Kapetanovic points to the example of parents of children with special needs, who are pushing schools to adopt the necessary changes to accommodate their children.

Kapetanovic is herself involved in the work of one such group and encourages parents to write letters not only to school management, but also to the local authorities, to demand extra support because many schools still cannot afford to employ special education experts, psychologists, or medical staff. Schools also lack funding for special teaching aids, such as textbooks for visually impaired children.

“Slowly and with a lot of difficulty, some things are changing. The voices of parents and children are increasingly being heard,” she said.

Next Step: Segregation?

Other parents now feel empowered enough to challenge lingering segregation in the education system, a product of education ministries and offices that are often still run by people who favor the current state of affairs. While Bosniak (Bosnian Muslim), Croat, and Serb children continue to be taught different and mostly conflicting interpretations of history, geography, language, and literature, some parents have already started questioning the status quo.

The Association for Parent School Cooperation (APSC), which gathers some 1,200 parents from all over Bosnia, recently launched a program to challenge the official view that disbanding the so-called “two schools under one roof” approach is impossible.

Designed by the OSCE at the end of Bosnia’s 1992-95 war, these schools were meant to be a temporary solution for providing education to children who returned to their pre-war homes in areas subjected to ethnic cleansing. But today over a dozen such schools still exist, where children from different ethnic groups use the same building, but are taught different things, by different teachers, from different textbooks – all the while physically separated from one another.

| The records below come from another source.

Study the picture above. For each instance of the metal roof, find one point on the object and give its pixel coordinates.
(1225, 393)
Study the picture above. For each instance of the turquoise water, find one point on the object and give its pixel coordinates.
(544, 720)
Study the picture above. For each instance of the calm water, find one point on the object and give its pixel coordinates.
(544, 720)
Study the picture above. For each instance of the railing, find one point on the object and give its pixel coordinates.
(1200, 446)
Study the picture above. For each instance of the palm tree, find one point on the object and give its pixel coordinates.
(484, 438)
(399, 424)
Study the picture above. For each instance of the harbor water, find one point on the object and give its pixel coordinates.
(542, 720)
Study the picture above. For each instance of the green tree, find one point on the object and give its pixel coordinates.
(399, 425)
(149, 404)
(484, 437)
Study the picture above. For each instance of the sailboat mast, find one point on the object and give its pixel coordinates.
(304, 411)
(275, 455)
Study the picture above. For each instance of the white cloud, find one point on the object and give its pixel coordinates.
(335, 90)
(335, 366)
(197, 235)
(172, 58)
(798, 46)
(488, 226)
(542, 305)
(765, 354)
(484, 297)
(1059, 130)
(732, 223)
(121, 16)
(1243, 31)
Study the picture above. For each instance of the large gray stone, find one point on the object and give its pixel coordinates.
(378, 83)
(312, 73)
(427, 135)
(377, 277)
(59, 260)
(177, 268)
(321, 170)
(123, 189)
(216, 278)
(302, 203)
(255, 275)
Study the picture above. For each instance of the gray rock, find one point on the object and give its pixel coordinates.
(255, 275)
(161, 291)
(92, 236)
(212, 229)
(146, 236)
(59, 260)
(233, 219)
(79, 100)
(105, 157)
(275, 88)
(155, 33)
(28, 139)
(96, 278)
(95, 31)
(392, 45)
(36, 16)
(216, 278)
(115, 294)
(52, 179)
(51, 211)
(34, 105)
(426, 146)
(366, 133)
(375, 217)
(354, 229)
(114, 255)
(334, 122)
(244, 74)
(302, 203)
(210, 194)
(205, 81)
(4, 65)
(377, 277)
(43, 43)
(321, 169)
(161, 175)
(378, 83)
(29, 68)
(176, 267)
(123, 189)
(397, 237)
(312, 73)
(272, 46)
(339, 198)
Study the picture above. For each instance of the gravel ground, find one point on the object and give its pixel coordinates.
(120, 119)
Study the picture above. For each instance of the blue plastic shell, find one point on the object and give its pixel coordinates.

The APSC went to these schools and involved children, parents, and teachers from all ethnic groups in community projects.

“Regardless of their ethnic background, they all worked together to improve conditions in their schools,” recalled the APSC coordinator Samir Haljeta. “Serbs, Croats, and Bosniaks worked together to, for example, stock their school libraries.”

As part of the project, children from ethnically divided communities jointly participated in art classes, sport competitions, and roundtables on different issues such as drug abuse and prevention and human trafficking.

“We want to actively engage in schools; we want to democratize schools; we want to exclude politics from education, including from the appointment of teachers and school boards,” Haljeta said. “A significant number of parents, children, and education professionals all want the same thing, but politics obstructs efforts to achieve these goals.”

“It helps when education ministers are not nationalists,” he added.

Aleksandra Jankovic, an education advisor in the Bosnia mission of the OSCE, sounded cautiously optimistic.

“Improving the education process and empowering children, teachers, and parents might be a good way to achieve changes in education policy,” she said. “Over time, this could lead us to a situation where the authorities will be forced to respond to the needs of children and parents instead of using educational policy to enforce their political discourse on them,” she said.

The OSCE has been actively involved for nearly a decade in reforming the education system. While primarily contributing to efforts in de-politicizing education, the mission was the driving force behind the adoption of the 2003 bill.

While ruling nationalist elites in Bosnia seem eager to use schools to produce new generations of intolerant and ethnically isolated citizens, Jankovic would not rule out the possibility that citizens will simply refuse to obey.

“That moment has not come yet. But in some aspects, the situation is developing in the right direction, and I believe that it is possible for real change to come from the bottom up,” she said.